Spark Streaming on Oracle Cloud
I’ve been enjoying the free trial of Oracle Cloud Infrastructure and seeing what it can do. I’ve used their products heavily in the past and love the database so figured the cloud environment would be fun. One area that I was looking at was their Big Data Compute platform which is basically a Spark / Hadoop cluster that you spin up and attach to your Object Store. They also have their Streaming which is effectively a simple pub/sub queue service.

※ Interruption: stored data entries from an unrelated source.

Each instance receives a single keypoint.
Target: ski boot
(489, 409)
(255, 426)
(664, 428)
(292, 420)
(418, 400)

One of the projects I wanted to investigate was a simple data processing platform that received unstructured data in a queue then use Spark Streaming to process that data and push it out to the Object Store / Data Lake and also an Autonomous Data Warehouse. This would look something like this:
Or in OCI Terms:
Streaming
The streaming product is easy enough to spin up but interactions with it were best done through their SDK which is available for Java, Python, Ruby, and Go. For my purposes, I’ll be using both Python and Java. For working with the queue, I modified their example code and put together a simple Python utility called stream.py. This does require you first install and configure the Python SDK as described in the install docs). Here is the usage of it:
usage: stream.py [-h] [--stream STREAM] [--partitions PARTITIONS]
[--compartment COMPARTMENT] [--consume] [--group GROUP]

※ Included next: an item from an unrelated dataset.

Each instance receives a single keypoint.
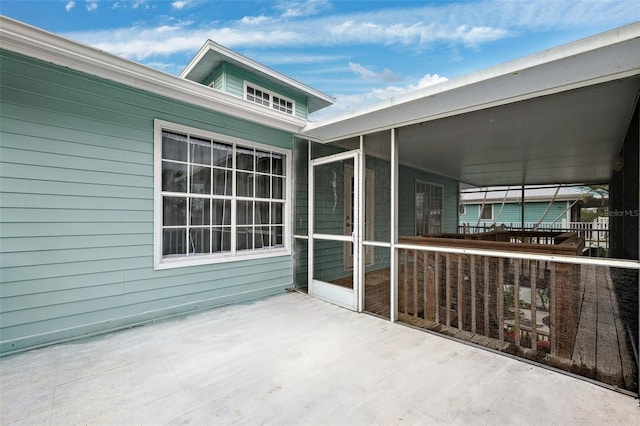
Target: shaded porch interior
(579, 317)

[--instance INSTANCE] [--limit LIMIT] [--produce MESSAGE]
[--delete]
Interact with OCI Stream
optional arguments:
-h, --help show this help message and exit
--stream STREAM name of stream
--partitions PARTITIONS
number of partitions
--compartment COMPARTMENT
UUID of compartment
--consume Consume the stream and print messages
--group GROUP Name of Consumer Group
--instance INSTANCE Name of Consumer Instance
--limit LIMIT Limit number of consumed messages
--produce MESSAGE Produce a message
--delete Delete stream
while true; do ./stream.py --produce "DateLoop:`date`";sleep 1;done
./stream.py --consume
Big Data - Compute Edition
This is a platform offering of OCI and thus took a bit more to spin up but wasn’t too bad. Once you fill out the forms and wait for it to provision you end up with a running cluster including a Zeppelin notebook that you can run Spark, PySpark, or MapReduce jobs on. Instead of reiterating all the steps, I’ll point you to the Oracle By Example: Getting Started with Oracle Big Data Cloud Service - Compute Edition.
The platform came prebaked with Object store functionality which was great but I could not get it running with the streaming. The only reference I could find was a reference by Igor Souza on Twitter mentioning starting a custom receiver to do this task.

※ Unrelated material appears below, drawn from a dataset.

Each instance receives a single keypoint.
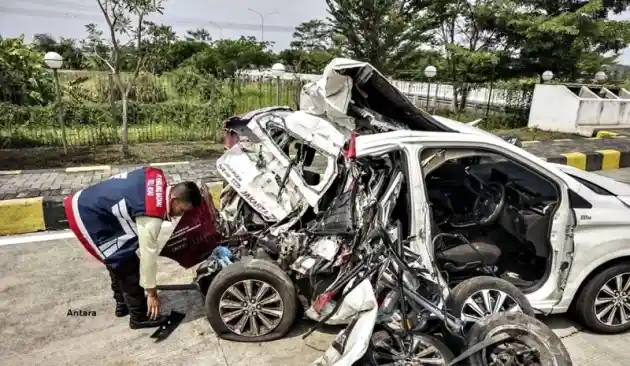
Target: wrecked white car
(536, 225)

So I figured, I’d take this chance to learn more about Custom Receivers and build one. It is now available on my github at oci-streaming-spark-receiver. As noted in the readme, it should be installed to the BDC node in order to be able to use InstancePrincipalsAuthentication which basically lets it authenticate as the instance instead of providing credentials and keys.
Sample Job
Now with that in place you can do a streaming job like the following which batches the data every 10 seconds and prints it out. You could easily change that to send the data out to your data lake, autonomous data warehouse, etc.
Logger.getRootLogger.setLevel(Level.INFO)
val conf = new SparkConf().setAppName("Streaming Example").setMaster("local[2]");
// Create a Scala Spark Context.
val sc = new SparkContext(conf)
val ssc = new StreamingContext(sc, Seconds(10))
val customReceiverStream = ssc.receiverStream(
new OCIStreamReceiver(
OCIStreamReceiver.AuthProvider.INSTANCE_PRINCIPALS,
"<STREAM_ID>",
"<STREAM_ENDPOINT>",
"<GROUP_NAME>",
"<INSTANCE_NAME>",
100))
customReceiverStream.print()
ssc.start()
ssc.awaitTermination()
Moving Forward
My trial did expire so I didn’t get the whole flow completed. However, the pieces are there and adding in the last few bits wouldn’t take much more than modifying the sample job.